Women & Girls: Can India take any lessons from China, which for decades followed a coercive one-child policy?
Palacios: The case of China was peculiar [and] it certainly should not be an example for India because India is already in the process of reaching population stabilization.
India really needs to follow the example that India has already provided for itself. The southern Indian states of Kerala and Tamil Nadu provide very good examples of how, without relying on coercive measures, you could reach population stabilization and reduction of fertility. They have strong family planning programs that reach the last mile [and] respond to the needs of couples; they better inform the young and adolescents about their reproductive health and sexuality; they educate young women and girls and fight strongly for gender equality.
China reduced its population growth so much that it is facing a situation in which it is going to be the most rapidly aging society in the world.
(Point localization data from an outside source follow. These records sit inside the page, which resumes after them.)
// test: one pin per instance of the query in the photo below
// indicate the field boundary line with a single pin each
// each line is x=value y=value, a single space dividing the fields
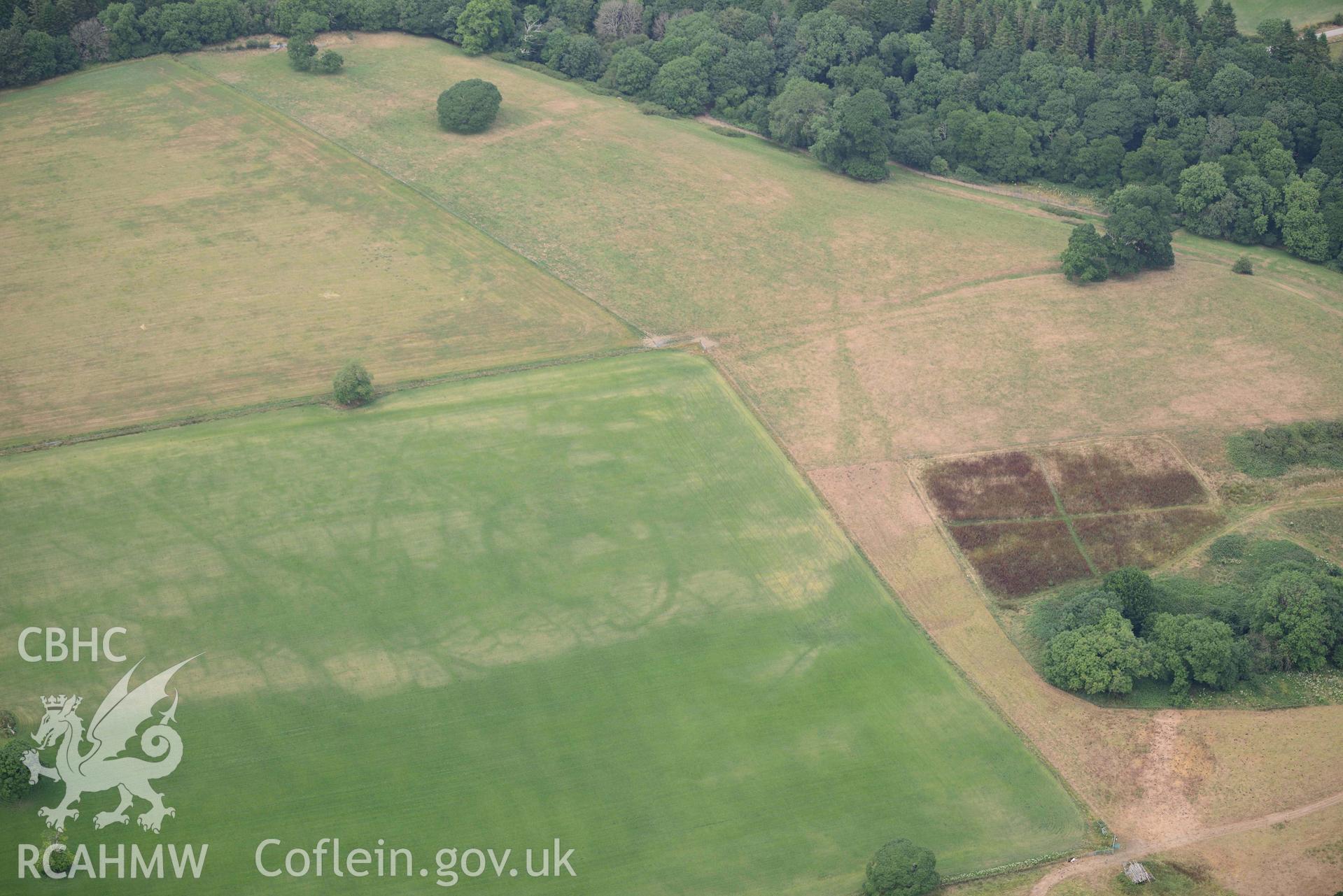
x=422 y=191
x=323 y=399
x=894 y=596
Now it seems that [the Chinese] have realized that coercion only worked for some time. In India about 8 percent of the population is above 60 years of age. Between 2040 and 2050, that proportion will go up to 20 percent. India has to think about its population situation not only in terms of its present, but also in the longer term.
Women & Girls: What are some of the challenges that India faces in its population control efforts?
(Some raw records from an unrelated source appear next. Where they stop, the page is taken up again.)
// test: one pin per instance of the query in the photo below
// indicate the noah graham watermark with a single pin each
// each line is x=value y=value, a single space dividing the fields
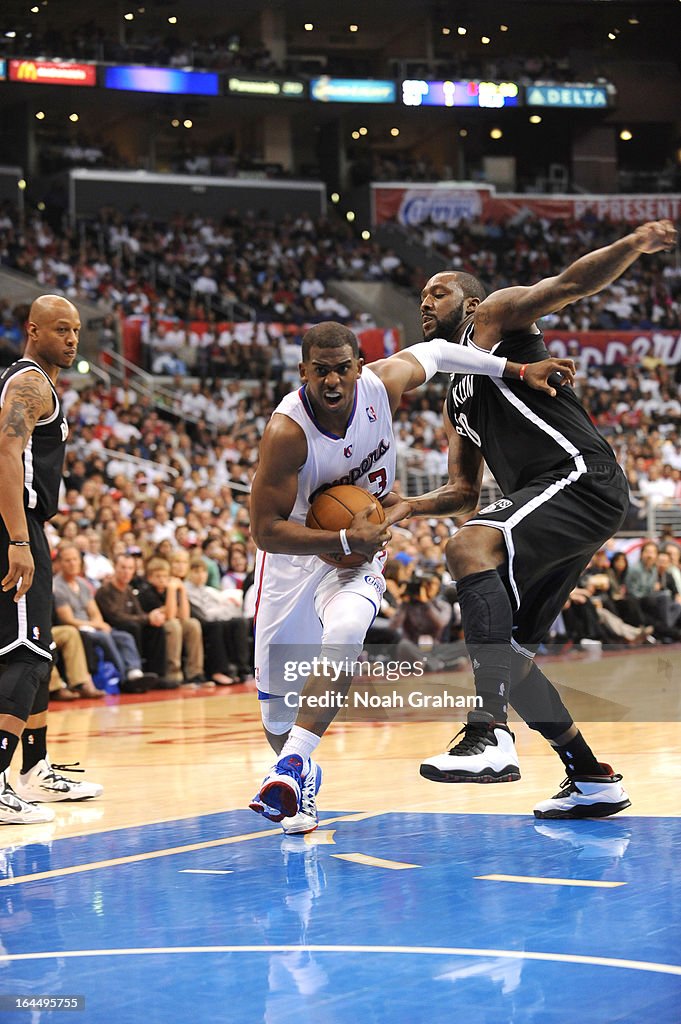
x=365 y=699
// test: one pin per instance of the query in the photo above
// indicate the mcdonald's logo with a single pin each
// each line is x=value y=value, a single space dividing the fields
x=52 y=73
x=27 y=72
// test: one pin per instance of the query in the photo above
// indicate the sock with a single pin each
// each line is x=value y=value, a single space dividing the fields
x=486 y=617
x=8 y=743
x=300 y=741
x=34 y=748
x=578 y=757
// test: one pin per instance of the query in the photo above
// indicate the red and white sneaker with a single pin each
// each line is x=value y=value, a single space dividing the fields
x=586 y=797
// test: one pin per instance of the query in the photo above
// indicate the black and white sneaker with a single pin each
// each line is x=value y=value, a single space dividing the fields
x=586 y=797
x=16 y=811
x=485 y=754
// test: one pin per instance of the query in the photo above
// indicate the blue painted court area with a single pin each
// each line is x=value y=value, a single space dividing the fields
x=379 y=920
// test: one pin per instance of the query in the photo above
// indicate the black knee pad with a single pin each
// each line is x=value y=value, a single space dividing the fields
x=24 y=684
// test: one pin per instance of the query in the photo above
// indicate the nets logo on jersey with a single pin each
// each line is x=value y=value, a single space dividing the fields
x=503 y=503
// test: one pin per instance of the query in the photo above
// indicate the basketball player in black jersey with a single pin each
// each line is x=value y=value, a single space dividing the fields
x=33 y=437
x=516 y=560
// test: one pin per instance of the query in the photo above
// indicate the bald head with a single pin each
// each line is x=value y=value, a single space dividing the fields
x=445 y=302
x=52 y=333
x=50 y=307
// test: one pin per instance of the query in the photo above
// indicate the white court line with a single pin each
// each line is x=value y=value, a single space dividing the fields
x=521 y=954
x=205 y=870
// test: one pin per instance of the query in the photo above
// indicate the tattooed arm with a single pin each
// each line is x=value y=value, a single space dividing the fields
x=29 y=397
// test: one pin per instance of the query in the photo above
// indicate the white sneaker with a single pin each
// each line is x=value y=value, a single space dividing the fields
x=486 y=754
x=14 y=811
x=586 y=797
x=280 y=793
x=46 y=785
x=306 y=819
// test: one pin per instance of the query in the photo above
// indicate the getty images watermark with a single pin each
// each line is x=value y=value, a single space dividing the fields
x=356 y=689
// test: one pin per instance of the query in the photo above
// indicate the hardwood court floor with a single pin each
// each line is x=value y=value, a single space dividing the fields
x=167 y=901
x=164 y=756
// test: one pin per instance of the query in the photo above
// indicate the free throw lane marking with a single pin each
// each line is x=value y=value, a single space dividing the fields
x=205 y=870
x=322 y=837
x=520 y=954
x=362 y=858
x=58 y=872
x=530 y=880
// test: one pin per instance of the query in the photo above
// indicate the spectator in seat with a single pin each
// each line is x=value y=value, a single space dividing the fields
x=183 y=636
x=75 y=605
x=72 y=658
x=224 y=629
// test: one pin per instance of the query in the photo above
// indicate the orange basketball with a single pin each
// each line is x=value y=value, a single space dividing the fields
x=334 y=509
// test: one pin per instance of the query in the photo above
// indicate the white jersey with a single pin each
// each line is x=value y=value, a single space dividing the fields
x=366 y=456
x=296 y=594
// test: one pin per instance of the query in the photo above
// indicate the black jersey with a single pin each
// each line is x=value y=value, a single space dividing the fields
x=521 y=432
x=43 y=456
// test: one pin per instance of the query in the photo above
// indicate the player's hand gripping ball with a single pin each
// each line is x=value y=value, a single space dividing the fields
x=334 y=509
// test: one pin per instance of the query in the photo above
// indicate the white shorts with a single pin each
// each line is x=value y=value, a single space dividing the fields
x=294 y=598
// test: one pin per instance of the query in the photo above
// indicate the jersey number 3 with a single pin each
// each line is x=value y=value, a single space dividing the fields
x=381 y=476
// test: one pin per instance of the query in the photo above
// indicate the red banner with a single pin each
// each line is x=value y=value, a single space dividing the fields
x=52 y=73
x=376 y=343
x=608 y=347
x=447 y=204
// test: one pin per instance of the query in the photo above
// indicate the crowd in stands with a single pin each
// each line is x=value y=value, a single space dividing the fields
x=155 y=503
x=247 y=266
x=160 y=501
x=527 y=248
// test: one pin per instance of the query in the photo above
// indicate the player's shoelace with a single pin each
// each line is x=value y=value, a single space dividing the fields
x=291 y=766
x=72 y=767
x=307 y=803
x=568 y=785
x=476 y=737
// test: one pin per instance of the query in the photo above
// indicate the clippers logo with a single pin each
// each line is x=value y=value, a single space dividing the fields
x=376 y=583
x=503 y=503
x=363 y=469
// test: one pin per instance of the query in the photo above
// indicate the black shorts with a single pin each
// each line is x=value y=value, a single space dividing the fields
x=29 y=622
x=552 y=527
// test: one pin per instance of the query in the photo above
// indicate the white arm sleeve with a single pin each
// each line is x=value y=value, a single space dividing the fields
x=444 y=356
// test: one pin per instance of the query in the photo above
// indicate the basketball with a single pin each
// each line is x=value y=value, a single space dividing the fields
x=334 y=509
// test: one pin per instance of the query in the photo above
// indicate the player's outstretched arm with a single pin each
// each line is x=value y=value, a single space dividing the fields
x=413 y=367
x=517 y=308
x=283 y=452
Palacios: The challenges for India are how it could work harder to make services available for the poorest of the poor. It is not only the quality of the services, but it also has to come with a changing mindset.
For example, how do you promote gender equality? How do you deal with the issue of son preference – which is a big issue in India and affects the sex ratio? How do you give your women and girls opportunities to perform and to engage in the economy? How do people seek out health services and incorporate health behaviors that are positive? I think those are the challenges that need to be addressed, coupled with more social development actions.
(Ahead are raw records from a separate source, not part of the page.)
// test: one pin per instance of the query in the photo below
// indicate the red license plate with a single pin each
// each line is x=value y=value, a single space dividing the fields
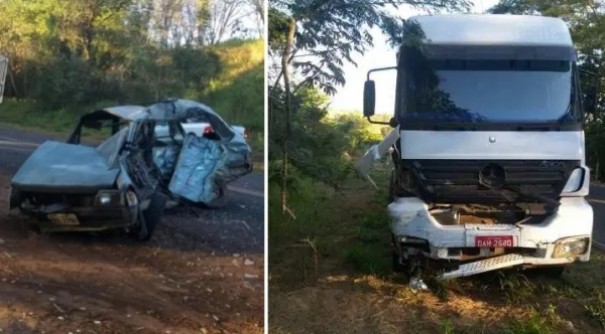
x=494 y=241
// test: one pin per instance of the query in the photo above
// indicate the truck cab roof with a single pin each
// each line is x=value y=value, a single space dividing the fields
x=488 y=29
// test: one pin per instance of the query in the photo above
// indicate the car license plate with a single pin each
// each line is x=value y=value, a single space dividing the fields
x=494 y=241
x=69 y=219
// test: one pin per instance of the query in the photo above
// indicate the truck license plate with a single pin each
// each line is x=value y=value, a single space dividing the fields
x=494 y=241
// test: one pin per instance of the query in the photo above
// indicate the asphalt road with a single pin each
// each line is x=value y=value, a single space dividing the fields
x=246 y=195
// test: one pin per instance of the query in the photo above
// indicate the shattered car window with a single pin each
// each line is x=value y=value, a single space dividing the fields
x=110 y=148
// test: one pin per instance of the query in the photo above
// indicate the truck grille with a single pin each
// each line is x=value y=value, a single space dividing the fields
x=457 y=181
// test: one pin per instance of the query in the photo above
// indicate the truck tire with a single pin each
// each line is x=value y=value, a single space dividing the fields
x=399 y=267
x=151 y=216
x=553 y=271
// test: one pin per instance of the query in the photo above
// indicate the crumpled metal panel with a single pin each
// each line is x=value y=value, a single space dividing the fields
x=195 y=172
x=67 y=168
x=165 y=159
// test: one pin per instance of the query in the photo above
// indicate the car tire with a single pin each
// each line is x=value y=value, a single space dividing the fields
x=221 y=200
x=151 y=216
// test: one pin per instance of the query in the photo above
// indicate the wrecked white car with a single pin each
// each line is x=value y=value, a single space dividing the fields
x=488 y=146
x=126 y=181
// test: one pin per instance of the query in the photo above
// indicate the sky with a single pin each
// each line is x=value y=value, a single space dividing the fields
x=350 y=96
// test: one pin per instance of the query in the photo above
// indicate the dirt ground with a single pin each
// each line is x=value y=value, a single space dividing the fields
x=210 y=281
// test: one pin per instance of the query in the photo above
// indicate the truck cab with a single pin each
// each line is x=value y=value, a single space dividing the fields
x=488 y=145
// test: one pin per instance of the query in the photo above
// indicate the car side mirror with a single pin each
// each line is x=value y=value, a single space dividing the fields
x=369 y=98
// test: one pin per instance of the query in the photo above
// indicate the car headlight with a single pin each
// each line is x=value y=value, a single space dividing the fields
x=574 y=182
x=571 y=247
x=108 y=197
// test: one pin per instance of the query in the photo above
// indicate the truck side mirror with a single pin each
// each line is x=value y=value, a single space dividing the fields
x=369 y=98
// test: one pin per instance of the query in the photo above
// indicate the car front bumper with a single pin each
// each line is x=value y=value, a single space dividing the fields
x=542 y=243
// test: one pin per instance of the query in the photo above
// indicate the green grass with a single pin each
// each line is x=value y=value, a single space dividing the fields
x=351 y=233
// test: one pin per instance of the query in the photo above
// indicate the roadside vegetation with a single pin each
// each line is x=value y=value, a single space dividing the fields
x=330 y=272
x=330 y=255
x=69 y=57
I see the current government making efforts in the right direction – teaching people skills, giving them the opportunity to engage. Of course, the economy would have to do its part by creating the jobs to absorb the young people. TheBeti Bachao, Beti Padhao (Save the Girl, Teach the Girl) program, for example, is a good way to address these obstacles. The question is how you engage the state governments to implement these programs.
Women & Girls: In India, the onus of family planning falls largely to women. What can be done to ensure that both men and women share the job of planning their families?
Palacios: Throughout the world you see the weight of family planning lies on women’s shoulders and that has to change.
If you calculate among the methods of family planning, you realize that of the modern methods being used in India [the majority] is through female sterilization. Vasectomy is almost nil in the country. When we say that the government should be working more toward empowering women and girls, we have to say that we need to work with boys and men as well, because they need to begin to change their mindset and realize that they have a responsibility in all these decisions.
We need to work more with education – educate men and women, make them realize that family planning should be a shared responsibility. But in India it’s not happening by far.
We are working with the government to include content about this issue in the school curriculum and to include life skills and issues related to gender equality. The traditional mindset takes some time to change.
This conversation has been edited for length and clarity.